Traffic Sign Recognition with artificial neural networks

Writeup by Hannes Bergler


The goals / steps of this project were the following:

  • Load the dataset (see below for links to the project dataset)
  • Explore, summarize and visualize the dataset
  • Design, train and test a model architecture
  • Use the model to make predictions on new images
  • Analyze the softmax probabilities of the new images
  • Summarize the results with a written report

Rubric Points

Here I will consider the rubric points individually and describe how I addressed each point in my implementation.


I. Submission Files

The submission includes a writeup, which you're reading right now!

And here is a link to my project code.

II. Dataset Summary & Exploration

1. Basic summary of the dataset.

Summary statistics of the traffic signs dataset:

  • The size of training set is 34799
  • The size of the validation set is 4410
  • The size of test set is 12630
  • The shape of a traffic sign image is (32, 32, 3)
  • The number of unique classes/labels in the dataset is 43

2. Exploratory visualization of the dataset.

Here is a bar chart showing how the traffic sign classes are distributed in the training dataset. You can see that some classes (e.g. 1 and 2) are much more common than others (e.g. 0 and 19).

histogram

For visualizing the dataset, I also printed out one image of each traffic sign class in the jupyter notebook.

III. Design and Test a Model Architecture

1. Preprocessing the image data.

For preprocessing the data I used the following steps:

  • shuffle the training data, to get a random order of the images
  • normalization of the image data: [0 .. 255] --> [0.1 .. 0.9]

I did NOT convert the images to grayscale to not lose the color information. I found that with my setup the prediction accuracy of the validation dataset dropped by 0.01, when converting the images to grayscale.

2. Final model architecture.

I used the LeNet architecture as a starting point, which works very well on 32x32 images. To adapt it to the colored images and the larger number of output classes, I doubled the size of every network layer.

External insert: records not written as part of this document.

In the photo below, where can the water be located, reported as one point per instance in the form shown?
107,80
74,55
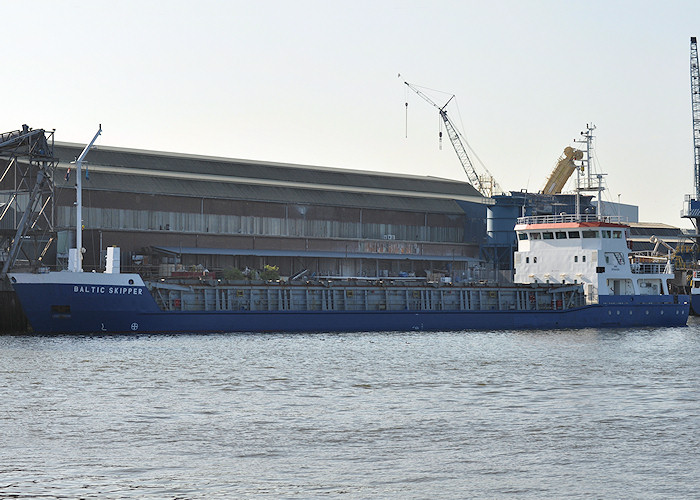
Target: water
566,414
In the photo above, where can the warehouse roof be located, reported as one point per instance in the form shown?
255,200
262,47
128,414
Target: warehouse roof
152,172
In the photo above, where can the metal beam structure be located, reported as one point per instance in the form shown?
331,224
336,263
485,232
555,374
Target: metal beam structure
691,209
26,195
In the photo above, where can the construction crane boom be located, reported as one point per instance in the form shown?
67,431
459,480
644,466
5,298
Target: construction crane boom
691,208
695,98
486,185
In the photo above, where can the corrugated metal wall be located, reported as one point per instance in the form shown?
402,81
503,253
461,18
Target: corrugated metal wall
124,219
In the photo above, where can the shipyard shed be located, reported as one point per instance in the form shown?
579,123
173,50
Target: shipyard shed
175,213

My final model consisted of the following layers:

Layer Description
Input 32x32x3 RGB image
Convolution 5x5 2x2 stride, VALID padding, outputs 28x28x12
RELU simple activation function
Max pooling 2x2 stride, outputs 14x14x12
Convolution 5x5 2x2 stride, VALID padding, outputs 10x10x32
RELU simple activation function
Max pooling 2x2 stride, outputs 5x5x32
Flatten change output shape from 5x5x32 to 800
Fully connected with dropout output: 240
RELU simple activation function
Fully connected with dropout output: 168
RELU simple activation function
Output layer output: 43

3. Training the model.

For training the model, I used the following parameters:

  • optimizer: AdamOptimizer (tensorflow)
  • batch size: 128
  • number of epochs: 20
  • learning rate: 0.0005
  • dropout rate: 0.5

4. The approach for finding a solution and getting the validation set accuracy to be at least 0.93.

My final model results were:

  • validation set accuracy of 0.960
  • test set accuracy of 0.944

I started off with the standard LeNet architecture from class, because this architecture is able to classify 32p by 32p images quite good by default (as discussed in class). With standard LeNet, I reached a validation set accuracy of about 0.89.

To improve the accuracy, I added dropout to the fully connected layers of the network. I found a dropout rate of 0.5 to be the optimum for this architecture. I also doubled the size of each layer in the network to match the fact that the number of output classes in the German traffic sign dataset (n_classes = 43) is much higher than in the MNIST dataset (n_classes = 10). And also to match the fact that there is more information in the colored traffic sign images than in the grayscale images of the MNIST dataset.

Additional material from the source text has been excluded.